Beni mengatakan, meski gajinya jauh di bawah Rp 3,5 juta per bulan, dia tidak termasuk penerima BSU. Alasannya, sejak bekerja dua tahun lalu, perusahaannya tidak pernah mendaftarkan karyawannya menjadi peserta BPJS Ketenagakerjaan dan BPJS Kesehatan.
”Waktu itu sempat ditawari daftar BPJS Kesehatan, tetapi secara mandiri. Saya dan para pekerja menolak karena upah kami terlalu kecil dan semakin menipis jika harus bayar iuran,” ucap Beni.
Kisah serupa disampaikan Widianto (42), karyawan pabrik sandal karet yang ditemui di warung bakso dekat kompleks pergudangan di kawasan Gedangan, Sidoarjo. Widi sudah menikah, tetapi belum memiliki anak. Istrinya dulu rekan sepabrik, tetapi kini menganggur.

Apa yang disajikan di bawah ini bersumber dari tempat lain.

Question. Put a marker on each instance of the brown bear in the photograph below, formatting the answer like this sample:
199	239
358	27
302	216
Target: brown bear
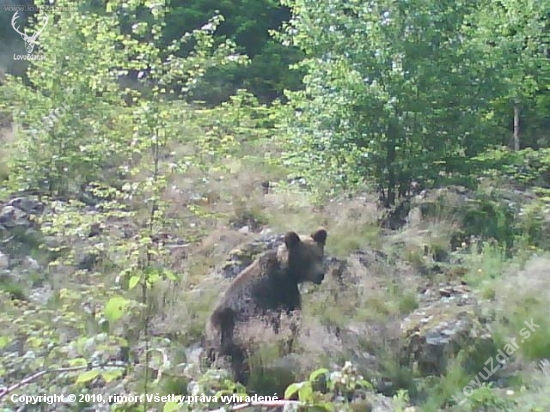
265	290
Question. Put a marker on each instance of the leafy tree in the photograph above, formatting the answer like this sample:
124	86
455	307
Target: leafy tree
392	93
247	23
104	129
513	35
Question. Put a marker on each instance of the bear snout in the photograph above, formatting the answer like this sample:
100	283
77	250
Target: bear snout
319	277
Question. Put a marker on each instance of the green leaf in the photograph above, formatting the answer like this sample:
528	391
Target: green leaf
170	275
4	341
305	394
111	375
315	374
134	280
78	362
114	309
293	389
87	376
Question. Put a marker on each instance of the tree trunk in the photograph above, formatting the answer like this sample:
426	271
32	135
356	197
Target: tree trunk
516	126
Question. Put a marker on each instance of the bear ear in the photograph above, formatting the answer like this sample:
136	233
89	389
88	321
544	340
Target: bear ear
320	236
291	240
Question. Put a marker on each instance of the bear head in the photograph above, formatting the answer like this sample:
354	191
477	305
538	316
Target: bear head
304	257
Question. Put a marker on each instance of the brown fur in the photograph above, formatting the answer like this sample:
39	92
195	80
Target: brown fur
266	289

Karyawan asal Mojokerto itu mengatakan, gajinya Rp 3,5 juta per bulan jika bekerja secara penuh ditambah lembur. Namun, saat pekerjaan sepi, dia hanya menerima Rp 2,5 juta per bulan. Uang itu dipakai membayar kamar kos Rp 500.000 per bulan dan angsuran sepeda motor Rp 1 juta per bulan. Sisanya Rp 1 juta untuk makan dan memenuhi kebutuhan harian, seperti bayar listrik, air, serta membeli BBM untuk akomodasi kerja.
Widianto juga tak memiliki BPJS Kesehatan dan BPJS Ketenagakerjaan. Dia menginduk pada perusahaan alih daya dan menjadi pekerja kontrak dengan skema perjanjian yang diperbaiki setahun sekali. Menurut dia, dampak kenaikan harga BBM sudah pasti dirasakan buruh, tetapi bantuan subsidi upah masih jauh dari jangkauan.
”Sulit rasanya menyiasati kenaikan harga kebutuhan dengan gaji yang tidak menentu. Kalau saya boleh memilih, lebih baik pemerintah menyubsidi harga BBM agar rakyat kecil seperti buruh ikut merasakan manfaatnya,” ucap Widianto.